Oficer podszedł do następnego kopczyka, potem do kolejnego. Ani razu nie okazał zniecierpliwienia, choć ciecz, gęstniejąca na mrozie z każdą sekundą, zachowywała się coraz bardziej opornie. Gdy kolejna kropla nie chciała opaść, Niemiec ujmował flakon w dłonie, pocierał delikatnie, niemal czule jego ścianki, chuchał na matowe szkło i ponawiał próbę. Czasami powtarzał ten rytuał kilkakrotnie nim zdołał odmierzyć właściwą ilość płynu, ale ani na moment nie zwątpił w celowość swoich działań.

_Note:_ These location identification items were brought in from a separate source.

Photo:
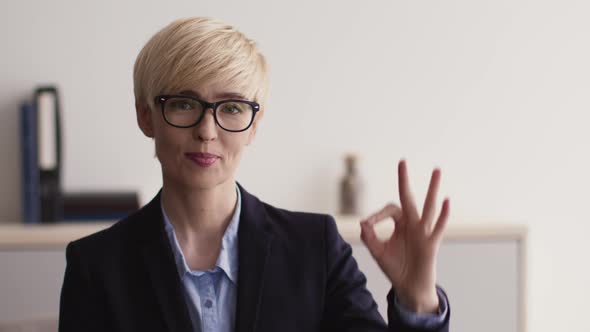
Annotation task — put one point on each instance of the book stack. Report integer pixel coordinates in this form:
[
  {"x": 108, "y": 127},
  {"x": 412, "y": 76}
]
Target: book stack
[{"x": 43, "y": 200}]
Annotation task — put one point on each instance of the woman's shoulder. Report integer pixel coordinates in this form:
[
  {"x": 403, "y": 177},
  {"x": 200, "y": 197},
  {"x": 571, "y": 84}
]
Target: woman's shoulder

Ani razu nie pomylił się też w liczeniu.
– Siedem razy po siedem łez. Niech siódmy płomień domknie krąg – wyszeptał wreszcie, a potem uniósł głos: – Bogowie, przyjmijcie mój dar!
Ledwie przebrzmiało ostatnie z wykrzyczanych słów, ziemia przytłoczona mocą kapłańskiego zaklęcia zadrżała, a wszystkie siedem kopców zapłonęło niebieskimi płomieniami, które szybko przygasły, pozostawiając na śniegu tlący się żar. Polana tonęła powoli w szarym, duszącym dymie.
Gdy zioła dopaliły się do końca, pod popiołami pojawiło się siedem mieniących się błękitem kałuż. Po chwili z każdej z nich wypłynęła leniwie niczym we śnie strużka niebieskiej cieczy. Wszystkie poczęły sunąć niestrudzenie w kierunku środkowego punktu polany. Przesuwały się po białej pokrywie ubitego śniegu, żłobiąc w niej głębokie bruzdy w sposób urągający prawom natury.
Śnieżyca wzmogła się, płatki wirowały jak szalone na rosnącym z każdą chwilą w siłę wietrze, który wył i zawodził potępieńczo między ciemnymi konarami. Niebo w jednej chwili zaciągnęło się ciężkim, czarnym całunem chmur. Ziemia znów zadrżała lekko.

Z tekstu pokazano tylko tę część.